AS STATE and territory leaders convened in Sydney on Sunday to discuss the $80 billion shortfall in health and education funding in the federal budget, it was predicted these and other measures would hit already struggling western Sydney residents hardest.
The premiers called for an urgent Council of Australian Governments meeting to determine how the states would make up the shortfall, opening a debate about an increase in and possible extension of the GST.
Budgetary cuts and policy changes also mean many middle and lower income earners face higher costs as a result of an increase in the petrol excise, changes to Family Tax Benefits, the introduction of a $7 Medicare co-payment, slashing of hospital and education funding, a six-month wait to qualify for the dole, restricting the dole to those aged over 25 and raising the pension age to 70, among others.
The unpopular budget rallied thousands in cities across the country to the streets to march in protest at the weekend.
A Fairfax-Nielsen poll published yesterday gave the ALP a 12 percentage point lead at 56-44 over the Coalition and had support for Tony Abbott as preferred prime minister slump to 40 per cent while Opposition Leader Bill Shorten soared to a 51 per cent approval rating.
Western Sydney Regional Organisation of Councils president Tony Hadchiti said working families and disadvantaged groups in the region would bear the brunt of the budget cuts.

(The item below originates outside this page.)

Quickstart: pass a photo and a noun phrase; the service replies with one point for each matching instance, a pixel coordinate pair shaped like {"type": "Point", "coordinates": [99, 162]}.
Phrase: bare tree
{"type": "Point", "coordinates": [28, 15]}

And costs could rise even more if, as state leaders including NSW Liberal Premier Mike Baird suggest, an increase in the GST now needs to be on the nation's policy agenda.
About 16,500 commonwealth public service jobs will also be cut, prescriptions will cost $5 more and $1.3 billion worth of seniors' concessions will go.
On the positive side there was a $20 billion boost to medical research (thanks to the $7 co-payment) and $11 billion for infrastructure. The much-vaunted paid parental leave scheme gets $1.9 billion from July next year and Defence gets an extra $1.5 billion for new hardware.